Sherrod DeGrippo: Was there any time where you had, like, two people sitting next to each other and one person asking a question and then you're watching the traffic and they're like, Does it look like money laundering? Does it look like money laundering yet? I imagine you had to do something in real time like that.

Jonathan Bar Or: Yes, pretty much.

Sherrod DeGrippo: What was that like? I mean, I imagine that scene in "Ghostbusters" where Bill Murray's character is, like, showing them the cards and is like, Is that it? Is that it? And, you know, the guy, he's always shocking him and telling them he's wrong. And then the pretty woman, he's like, Yeah, that's always correct. So like, you sit next to each other and you're like, I'm asking you about money laundering. What was that experience like?

Jonathan Bar Or: I mean, we didn't really, we didn't physically sit next to each other, but we did work remotely.

Sherrod DeGrippo: Okay.

Jonathan Bar Or: Geoff is in Canada, I'm in the US. But I think we did have, like, if I remember correctly, at least one of those, like, similar scenarios where I basically, I remember vaguely at least it was really late at night where I was running, Geoff was training the models. And I remember I was running one of the models and was testing to see how things, like, basically will give you a probability between 0 and 1 eventually of whether something is money laundering or not. And when it started answering, like, really correctly, I was trying to, like, test it, test and see, like, how far does it go? Like, I asked about money and I asked about, like, laundering machines, for instance. And it was really interesting to see that it didn't pick it up, but it did pick up, like, the money laundering per se. And then I knew that Geoff, like, really, like, trained the model really well and that we have something good on our hands. It was really interesting because it's LLMs, it's extremely fuzzy. Like, there are certain ways that you can ask something and maybe you'd get the probability that is not very close to one, but still you would be asking about money laundering. So I think I ran several of those and they had something like that, with Geoff being somewhere in Canada while I was doing it.

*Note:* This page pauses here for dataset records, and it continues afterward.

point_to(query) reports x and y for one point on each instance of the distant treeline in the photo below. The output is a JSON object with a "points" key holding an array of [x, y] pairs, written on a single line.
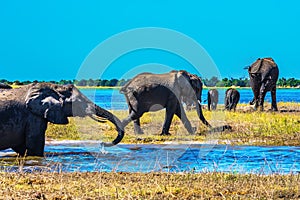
{"points": [[214, 81]]}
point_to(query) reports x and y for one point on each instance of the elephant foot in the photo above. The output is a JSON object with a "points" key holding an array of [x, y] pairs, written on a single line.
{"points": [[165, 133], [139, 132]]}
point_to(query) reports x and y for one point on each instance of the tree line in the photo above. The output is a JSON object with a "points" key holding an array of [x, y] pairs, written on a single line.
{"points": [[212, 82]]}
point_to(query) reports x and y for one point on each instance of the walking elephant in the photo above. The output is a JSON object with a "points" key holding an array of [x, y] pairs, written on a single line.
{"points": [[232, 97], [212, 99], [263, 75], [4, 86], [26, 111], [151, 92]]}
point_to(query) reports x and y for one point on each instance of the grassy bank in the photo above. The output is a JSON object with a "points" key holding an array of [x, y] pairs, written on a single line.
{"points": [[248, 127], [147, 186]]}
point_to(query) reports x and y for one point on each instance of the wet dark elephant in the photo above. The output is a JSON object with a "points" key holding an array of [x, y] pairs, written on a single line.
{"points": [[263, 75], [212, 99], [232, 97], [151, 92], [26, 111]]}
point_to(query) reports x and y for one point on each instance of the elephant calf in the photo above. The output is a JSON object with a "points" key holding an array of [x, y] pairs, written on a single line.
{"points": [[151, 92], [263, 75], [232, 97], [26, 111]]}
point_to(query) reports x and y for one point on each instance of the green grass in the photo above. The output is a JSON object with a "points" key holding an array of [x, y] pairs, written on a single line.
{"points": [[249, 128]]}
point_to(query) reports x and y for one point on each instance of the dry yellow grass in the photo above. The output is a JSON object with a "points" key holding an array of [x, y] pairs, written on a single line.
{"points": [[249, 127]]}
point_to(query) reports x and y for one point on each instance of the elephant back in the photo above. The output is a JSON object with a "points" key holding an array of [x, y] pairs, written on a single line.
{"points": [[261, 65], [147, 81], [255, 67]]}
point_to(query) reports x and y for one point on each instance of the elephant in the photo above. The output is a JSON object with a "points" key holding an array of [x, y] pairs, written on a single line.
{"points": [[232, 97], [26, 111], [263, 75], [188, 103], [212, 99], [152, 92], [5, 86]]}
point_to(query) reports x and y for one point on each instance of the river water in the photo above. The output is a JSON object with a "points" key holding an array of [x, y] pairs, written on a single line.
{"points": [[111, 98], [91, 157]]}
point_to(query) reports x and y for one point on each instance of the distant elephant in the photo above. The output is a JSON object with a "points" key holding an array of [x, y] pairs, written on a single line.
{"points": [[212, 99], [151, 92], [5, 86], [232, 97], [26, 111], [263, 75]]}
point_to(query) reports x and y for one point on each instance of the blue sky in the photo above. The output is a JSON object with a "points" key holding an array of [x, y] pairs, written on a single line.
{"points": [[49, 40]]}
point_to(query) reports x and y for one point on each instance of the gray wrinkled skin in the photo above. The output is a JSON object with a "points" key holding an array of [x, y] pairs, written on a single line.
{"points": [[212, 99], [232, 97], [26, 111], [151, 92], [263, 75]]}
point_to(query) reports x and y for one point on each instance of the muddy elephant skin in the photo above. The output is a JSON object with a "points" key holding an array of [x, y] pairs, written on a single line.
{"points": [[232, 97], [212, 99], [263, 75], [151, 92], [26, 111]]}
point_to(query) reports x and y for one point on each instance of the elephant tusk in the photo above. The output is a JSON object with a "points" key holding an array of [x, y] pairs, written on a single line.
{"points": [[98, 119], [199, 102]]}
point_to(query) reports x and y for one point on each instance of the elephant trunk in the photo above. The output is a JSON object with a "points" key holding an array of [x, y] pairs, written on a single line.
{"points": [[200, 114], [113, 119]]}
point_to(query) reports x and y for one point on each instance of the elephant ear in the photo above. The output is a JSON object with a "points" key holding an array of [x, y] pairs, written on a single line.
{"points": [[186, 84], [255, 67], [47, 103]]}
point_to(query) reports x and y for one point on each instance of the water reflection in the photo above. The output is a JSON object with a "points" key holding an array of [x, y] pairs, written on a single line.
{"points": [[90, 157]]}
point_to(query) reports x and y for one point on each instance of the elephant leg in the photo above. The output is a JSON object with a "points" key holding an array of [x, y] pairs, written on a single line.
{"points": [[170, 111], [255, 100], [209, 104], [21, 149], [131, 117], [35, 137], [182, 116], [137, 126], [274, 101]]}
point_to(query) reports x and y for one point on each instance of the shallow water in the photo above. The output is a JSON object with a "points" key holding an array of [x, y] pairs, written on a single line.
{"points": [[91, 157]]}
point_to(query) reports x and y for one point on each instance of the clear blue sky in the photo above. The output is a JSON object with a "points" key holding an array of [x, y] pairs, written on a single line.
{"points": [[49, 40]]}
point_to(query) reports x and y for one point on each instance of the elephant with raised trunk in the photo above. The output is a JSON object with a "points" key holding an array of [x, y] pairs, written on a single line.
{"points": [[212, 99], [26, 111], [263, 75], [232, 97], [151, 92]]}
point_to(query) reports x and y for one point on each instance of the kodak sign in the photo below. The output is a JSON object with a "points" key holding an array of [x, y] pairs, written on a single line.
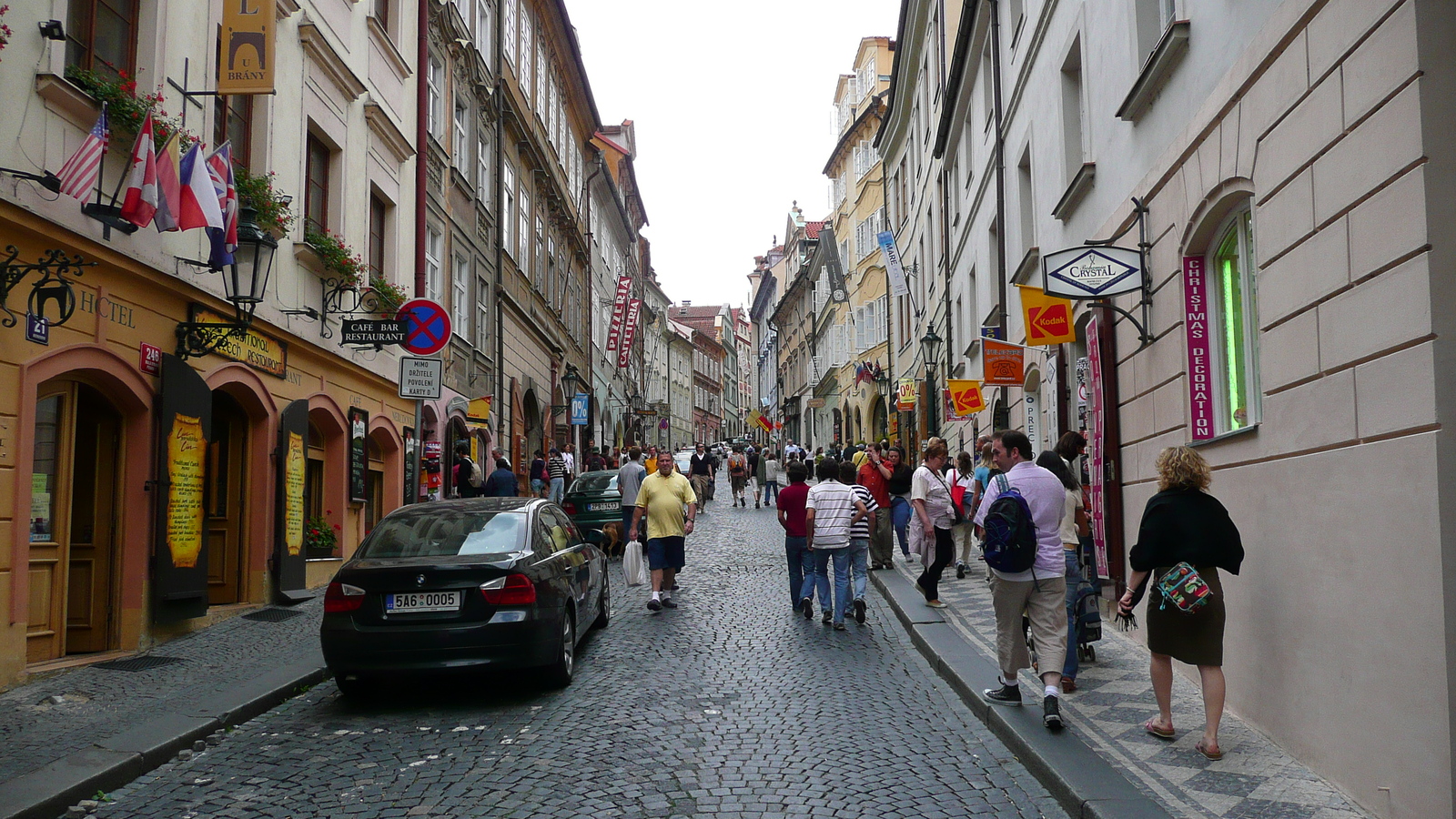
{"points": [[1048, 319], [247, 53]]}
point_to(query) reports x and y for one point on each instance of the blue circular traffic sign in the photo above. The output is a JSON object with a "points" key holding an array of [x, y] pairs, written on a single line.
{"points": [[427, 327]]}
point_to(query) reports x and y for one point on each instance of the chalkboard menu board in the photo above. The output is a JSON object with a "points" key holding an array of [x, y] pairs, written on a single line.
{"points": [[359, 455]]}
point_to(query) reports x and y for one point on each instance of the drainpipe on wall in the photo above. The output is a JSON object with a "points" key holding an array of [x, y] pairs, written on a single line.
{"points": [[421, 146]]}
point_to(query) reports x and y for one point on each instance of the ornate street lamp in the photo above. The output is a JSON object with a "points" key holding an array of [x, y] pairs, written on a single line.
{"points": [[245, 283]]}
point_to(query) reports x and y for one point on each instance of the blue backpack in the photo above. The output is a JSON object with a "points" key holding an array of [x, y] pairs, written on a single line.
{"points": [[1011, 535]]}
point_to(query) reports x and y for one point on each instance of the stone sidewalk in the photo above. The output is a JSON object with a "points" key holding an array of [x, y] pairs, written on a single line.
{"points": [[96, 727], [1114, 697]]}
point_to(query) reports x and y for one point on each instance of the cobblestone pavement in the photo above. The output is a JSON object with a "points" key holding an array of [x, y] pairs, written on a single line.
{"points": [[76, 709], [732, 707], [1114, 698]]}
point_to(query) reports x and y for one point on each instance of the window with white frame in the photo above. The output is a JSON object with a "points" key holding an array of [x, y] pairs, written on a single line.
{"points": [[460, 296], [1234, 325], [434, 251], [434, 87], [460, 150]]}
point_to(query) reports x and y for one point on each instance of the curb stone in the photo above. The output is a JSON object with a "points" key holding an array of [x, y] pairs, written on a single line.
{"points": [[116, 761], [1087, 784]]}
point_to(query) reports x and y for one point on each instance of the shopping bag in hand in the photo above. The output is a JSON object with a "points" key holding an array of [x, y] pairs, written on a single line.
{"points": [[635, 566]]}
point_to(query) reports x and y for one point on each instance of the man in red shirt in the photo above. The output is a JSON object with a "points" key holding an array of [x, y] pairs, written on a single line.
{"points": [[795, 537], [881, 540]]}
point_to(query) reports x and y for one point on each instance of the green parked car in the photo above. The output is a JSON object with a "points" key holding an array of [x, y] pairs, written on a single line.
{"points": [[593, 500]]}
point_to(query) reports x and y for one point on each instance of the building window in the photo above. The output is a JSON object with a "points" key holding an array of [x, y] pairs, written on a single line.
{"points": [[433, 256], [462, 137], [378, 212], [233, 123], [317, 174], [460, 293], [1235, 325], [434, 84], [101, 35]]}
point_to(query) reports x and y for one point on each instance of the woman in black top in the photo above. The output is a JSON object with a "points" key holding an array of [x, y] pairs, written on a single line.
{"points": [[1184, 523]]}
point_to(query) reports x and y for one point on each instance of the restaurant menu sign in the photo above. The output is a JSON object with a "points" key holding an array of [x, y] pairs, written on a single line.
{"points": [[359, 455], [254, 349], [187, 443]]}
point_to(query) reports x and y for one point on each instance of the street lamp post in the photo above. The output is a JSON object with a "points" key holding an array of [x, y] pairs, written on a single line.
{"points": [[931, 344]]}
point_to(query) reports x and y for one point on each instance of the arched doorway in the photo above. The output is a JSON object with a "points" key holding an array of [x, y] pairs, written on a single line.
{"points": [[73, 521]]}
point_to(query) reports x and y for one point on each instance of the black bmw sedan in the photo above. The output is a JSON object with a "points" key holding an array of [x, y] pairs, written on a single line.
{"points": [[470, 583]]}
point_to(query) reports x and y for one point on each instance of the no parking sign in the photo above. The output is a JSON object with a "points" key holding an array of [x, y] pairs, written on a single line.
{"points": [[427, 327]]}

Geoff McDonald: One other thing I was fascinated of when I first saw those real-time execution of attacks from JBO, and we didn't include this in the paper or blog, but, like, when it would identify, like, the money laundering attacks, JBO would run it real-time against each token as it comes back. And you can see early in the conversation, early in the response, it was actually able to identify that the topic was money laundering. So, it didn't actually have to wait for classification for the end of the response to be streamed. It was actually classifying it successfully as money laundering when it was partially, when the response was partially streamed to the user. Which I thought was, you know, fascinating because it's not, it means that the machine learning model is not just learning the, how long the response is as the information which is providing the side channel attack. It is actually learning that individual responses are providing the information even when it's a partial reply as well.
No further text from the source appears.